In fact, the artist has to reign herself in and remember work is not her sole focus. She’s determined to make time for coffee with friends and holidays with family, and space to branch out creatively rather than repeatedly churning out orders for matching pieces.

“It’s amazing up here. There really are lots of opportunities for ceramics and there’s so much support for small business and local business. People contact me all the time, wanting to stock our ceramics and that’s wonderful but I have to be a bit discerning. I think it’s important, as an artist, to have time to explore, to have a little sabbatical.”

The business is very much a family affair. Warren is a former sport and recreation lecturer who now provides student support at Toi Ohomai when he’s not helping man the Slab Ceramics stall at The Little Big Markets. Poppy manages the accounts and looks after social media pages for her mother, while studying graphic design. She and big sister Zhoe, who is an Elam art school graduate and New York-based artist, are also heavily involved in branding and marketing decisions.

A work table at Slab with essential tools Suzy uses for throwing and trimming.

Son-in-law Jake is a picture framer in a Tauranga gallery and provides periodic hands-on help in the studio. He and Suzy share a love of Japanese ceramics and of that culture’s wabi-sabi philosophy that celebrates imperfections. When a kiln firing recently went awry and several pieces cracked, it was Jake who took charge of reinventing the works. He used gold dust and resin to highlight rather than hide the cracks, using a Japanese process known as kinsugi. “I love that. It’s really important,” says Suzy. “I think we’ve all got imperfections and I love that side of the philosophy.

“And Jake’s so good with details. I’ve taught him to make hand-built butter conditioners and he’s picked it up really quickly. I trust him. I make 99 percent of the work but it’s really nice to have that support.”

Suzy’s mother was an English art school graduate who studied interior design and painted watercolours throughout her life. Her father’s parents were also British, though he grew up on a Sri Lankan tea estate. When the couple emigrated to New Zealand and bought a dairy farm overlooking the Kaipara Harbour, north of Auckland, they gifted their daughter an idyllic, bucolic, horse-riding childhood. Suzy’s first brush with formal art training happened later in life when she was a mother of two embarking on a teaching career.

Much as she relished her work as a specialty literacy teacher — “the children made me laugh every day” — her creative pursuits became increasingly important. Initial interest in painting gave way to curiosity about ceramics. Feilding’s pottery club members generously shared their knowledge, exposing the novice to varied styles and techniques, and setting her up with an old pedal-powered potter’s wheel. As her confidence grew, she experimented more and found a style she liked.

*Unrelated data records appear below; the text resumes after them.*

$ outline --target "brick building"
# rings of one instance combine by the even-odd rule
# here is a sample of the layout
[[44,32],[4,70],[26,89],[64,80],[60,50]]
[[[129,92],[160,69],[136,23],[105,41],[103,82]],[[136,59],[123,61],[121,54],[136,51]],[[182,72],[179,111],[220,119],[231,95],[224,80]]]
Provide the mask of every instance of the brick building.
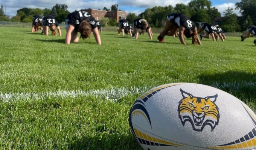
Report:
[[96,20],[101,20],[103,17],[108,17],[111,20],[115,19],[118,22],[120,19],[126,18],[127,15],[126,12],[119,10],[108,11],[91,9],[85,10],[90,14]]

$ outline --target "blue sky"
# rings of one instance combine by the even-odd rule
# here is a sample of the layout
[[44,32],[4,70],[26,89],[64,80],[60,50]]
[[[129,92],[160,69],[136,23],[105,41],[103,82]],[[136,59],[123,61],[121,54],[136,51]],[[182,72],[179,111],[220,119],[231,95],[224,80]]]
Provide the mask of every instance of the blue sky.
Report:
[[[11,17],[15,16],[17,10],[26,7],[30,8],[45,8],[51,9],[56,4],[65,4],[70,12],[75,10],[91,8],[102,9],[104,7],[110,8],[112,4],[118,4],[118,9],[128,13],[134,13],[138,15],[148,8],[154,6],[164,6],[171,5],[174,7],[177,3],[187,4],[190,0],[0,0],[0,5],[3,5],[6,15]],[[223,16],[223,12],[228,7],[234,9],[234,13],[239,15],[238,10],[235,10],[235,3],[241,0],[210,0],[212,6],[218,9]],[[6,9],[5,9],[6,8]]]

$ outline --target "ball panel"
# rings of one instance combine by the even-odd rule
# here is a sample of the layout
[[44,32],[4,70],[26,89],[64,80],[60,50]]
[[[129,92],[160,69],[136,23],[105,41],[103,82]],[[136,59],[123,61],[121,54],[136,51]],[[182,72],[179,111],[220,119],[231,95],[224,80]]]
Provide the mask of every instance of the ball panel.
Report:
[[208,86],[178,83],[156,87],[138,99],[130,114],[130,126],[141,145],[161,147],[143,142],[153,142],[148,137],[152,136],[172,147],[175,144],[209,149],[256,147],[253,111],[235,97]]

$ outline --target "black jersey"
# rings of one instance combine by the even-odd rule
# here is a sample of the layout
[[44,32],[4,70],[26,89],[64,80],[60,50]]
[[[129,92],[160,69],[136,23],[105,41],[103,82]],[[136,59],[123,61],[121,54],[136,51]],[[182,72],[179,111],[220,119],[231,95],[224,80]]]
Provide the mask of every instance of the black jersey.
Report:
[[68,24],[75,27],[75,31],[78,32],[78,27],[81,22],[86,20],[91,25],[92,29],[97,27],[95,19],[88,12],[84,10],[77,11],[69,14],[66,22]]
[[215,32],[217,32],[216,27],[208,23],[203,23],[201,24],[200,27],[209,34],[213,33]]
[[[141,22],[141,21],[142,20],[142,18],[139,18],[134,20],[133,22],[133,27],[141,30],[144,30],[145,28],[143,28],[142,27],[142,24]],[[149,27],[149,28],[150,28]],[[148,29],[148,28],[147,28]]]
[[121,28],[125,29],[127,28],[129,26],[128,21],[126,19],[121,19],[119,21],[118,24],[121,27]]
[[39,21],[42,21],[43,18],[44,16],[43,15],[34,15],[33,16],[33,23],[32,23],[32,24],[35,26],[37,22]]
[[58,21],[53,16],[48,15],[43,18],[43,26],[50,26],[51,24],[55,24],[56,27],[59,26]]
[[196,27],[190,19],[181,13],[171,13],[167,16],[167,19],[171,22],[174,23],[178,28],[182,26],[186,29],[191,30],[194,30]]
[[251,33],[253,35],[256,36],[256,26],[250,26],[247,28],[247,31]]
[[219,27],[219,26],[216,27],[216,28],[217,28],[217,33],[219,34],[224,33],[224,31],[220,27]]
[[97,27],[98,27],[98,30],[101,28],[101,22],[99,21],[96,21],[96,24],[97,24]]

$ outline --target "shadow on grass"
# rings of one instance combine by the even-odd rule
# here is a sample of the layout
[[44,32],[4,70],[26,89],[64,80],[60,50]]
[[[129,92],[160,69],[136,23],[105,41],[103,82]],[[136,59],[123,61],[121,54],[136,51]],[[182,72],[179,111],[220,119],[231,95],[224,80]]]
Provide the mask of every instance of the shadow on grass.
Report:
[[158,40],[154,40],[154,39],[152,39],[152,40],[142,40],[140,41],[140,42],[145,42],[148,43],[160,43],[160,44],[172,44],[178,45],[182,44],[180,43],[172,43],[171,42],[159,42]]
[[62,43],[65,44],[65,39],[51,39],[51,40],[44,40],[42,39],[37,39],[37,40],[41,41],[43,42],[55,42],[59,43]]
[[75,139],[69,150],[142,150],[132,135],[128,136],[112,134],[102,137],[99,135]]
[[248,99],[256,99],[256,74],[229,71],[198,76],[200,83]]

The Monolithic Curved Vessel is hand-built with a rough exterior consisting of volcanic grit and local sand.

Admiring friends began asking if they could buy her work and Slab Ceramics was born. These days, her own kitchen is dotted with “wonky” rejects and seconds — a planter and a cutlery holder, a colander for eggs, the fruit bowl, a jug.

Paper Plane store in Mt Maunganui is her largest commercial customer; owners Tim and Krista Plews visited the Pāpāmoa studio early on and have continued to be especially supportive. Suzy also supplies design stores in Whāngarei, Hamilton and Taupō, as well as an online store based in Wellington. She accepts some commissions and is currently finishing hand-built lamps for a local interior designer.

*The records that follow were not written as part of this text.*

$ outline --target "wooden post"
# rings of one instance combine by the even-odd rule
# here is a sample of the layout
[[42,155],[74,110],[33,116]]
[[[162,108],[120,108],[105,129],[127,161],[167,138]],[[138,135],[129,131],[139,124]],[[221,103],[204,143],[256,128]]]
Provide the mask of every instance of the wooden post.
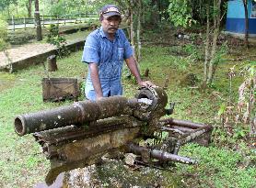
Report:
[[49,72],[55,72],[58,70],[57,63],[56,63],[56,55],[51,55],[47,58],[48,62],[48,71]]

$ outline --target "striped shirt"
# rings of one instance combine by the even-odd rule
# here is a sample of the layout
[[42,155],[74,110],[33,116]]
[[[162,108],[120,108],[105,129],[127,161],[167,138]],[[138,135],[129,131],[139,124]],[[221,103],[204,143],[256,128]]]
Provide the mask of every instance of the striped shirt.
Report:
[[[133,50],[122,29],[116,31],[112,41],[108,39],[102,27],[87,36],[82,61],[98,64],[103,96],[106,97],[109,94],[111,95],[121,95],[122,94],[121,76],[123,60],[130,58],[132,55]],[[89,69],[85,94],[87,98],[96,99]]]

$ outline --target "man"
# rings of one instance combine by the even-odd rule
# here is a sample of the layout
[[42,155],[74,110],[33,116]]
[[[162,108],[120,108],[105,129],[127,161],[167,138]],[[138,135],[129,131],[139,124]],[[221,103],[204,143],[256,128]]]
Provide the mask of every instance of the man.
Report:
[[140,86],[155,86],[140,77],[131,45],[123,31],[118,28],[122,20],[119,8],[114,5],[103,6],[99,20],[101,27],[87,38],[82,56],[82,61],[88,64],[86,97],[95,101],[101,97],[122,95],[123,60]]

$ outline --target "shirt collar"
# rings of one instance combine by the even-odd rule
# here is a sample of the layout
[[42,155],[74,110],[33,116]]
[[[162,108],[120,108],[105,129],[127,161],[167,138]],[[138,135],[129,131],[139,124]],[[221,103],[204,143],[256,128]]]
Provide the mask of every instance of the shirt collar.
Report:
[[[107,36],[105,35],[104,31],[103,31],[103,28],[102,28],[102,26],[99,28],[99,34],[102,38],[107,38]],[[116,37],[120,37],[119,36],[119,29],[117,29],[116,33],[115,33],[115,36]]]

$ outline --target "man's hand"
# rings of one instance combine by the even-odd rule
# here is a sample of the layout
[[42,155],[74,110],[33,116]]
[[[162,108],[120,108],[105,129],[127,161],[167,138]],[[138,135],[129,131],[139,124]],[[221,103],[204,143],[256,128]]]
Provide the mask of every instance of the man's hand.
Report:
[[144,86],[144,87],[157,87],[157,85],[155,85],[150,81],[141,81],[141,82],[138,82],[138,84],[140,86]]

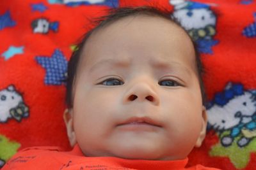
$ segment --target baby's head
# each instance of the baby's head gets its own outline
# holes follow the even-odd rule
[[[89,157],[186,158],[205,134],[195,45],[168,14],[113,10],[68,63],[64,118],[70,143]]]

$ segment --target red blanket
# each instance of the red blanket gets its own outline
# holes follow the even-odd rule
[[[61,80],[74,45],[104,10],[141,5],[173,12],[205,67],[208,131],[189,164],[255,169],[255,0],[1,1],[0,167],[28,146],[70,149]]]

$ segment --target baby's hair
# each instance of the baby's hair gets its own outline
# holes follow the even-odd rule
[[[181,27],[189,36],[188,32],[181,26],[180,24],[174,18],[170,11],[167,10],[158,9],[156,7],[152,6],[140,6],[140,7],[123,7],[123,8],[111,8],[108,10],[108,14],[97,18],[93,20],[94,24],[96,26],[87,32],[82,41],[77,45],[76,50],[72,53],[70,59],[68,62],[68,76],[66,80],[66,104],[68,108],[72,108],[73,107],[73,88],[76,81],[76,77],[77,74],[77,67],[79,66],[79,62],[80,61],[80,57],[83,52],[83,47],[84,46],[89,37],[95,31],[103,28],[112,23],[116,22],[122,18],[124,18],[129,16],[136,16],[138,15],[144,15],[152,17],[158,17],[160,18],[165,18],[170,22],[175,24]],[[196,43],[190,38],[191,41],[193,42],[194,50],[195,52],[195,60],[197,68],[198,77],[200,83],[200,87],[201,90],[202,104],[205,106],[205,94],[204,90],[204,87],[202,80],[203,74],[203,66],[202,64],[200,56],[198,52]]]

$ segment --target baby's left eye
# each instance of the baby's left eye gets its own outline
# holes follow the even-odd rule
[[[159,81],[158,84],[159,85],[170,86],[170,87],[182,86],[180,83],[179,83],[176,81],[174,81],[172,80],[164,80]]]

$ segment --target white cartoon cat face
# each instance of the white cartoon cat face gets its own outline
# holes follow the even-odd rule
[[[227,130],[239,124],[243,119],[256,111],[256,102],[248,92],[236,96],[225,106],[214,104],[207,110],[208,122],[216,130]]]
[[[22,96],[17,93],[13,86],[0,91],[0,122],[5,122],[12,116],[11,109],[15,108],[22,101]]]
[[[207,25],[215,26],[216,22],[215,15],[207,8],[180,9],[173,12],[173,17],[187,30],[205,28]]]
[[[47,33],[49,31],[50,23],[45,19],[41,18],[37,20],[37,25],[33,29],[34,33]]]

“The markets have been amazing for us. We love going. We let people know we’ll be there on social media and it’s so lovely when you have people coming down specifically to find you. We have our regulars now. “Like any creative outlet, you’ve got to have that audience, that feedback and connection.

I do get quite surprised when people like it or love it.  You always make yourself kind of vulnerable when you’re putting it out there, see it in a shop and think, ‘was it good enough?’. But I’m just making what I want to make, not trying to fit into anywhere.”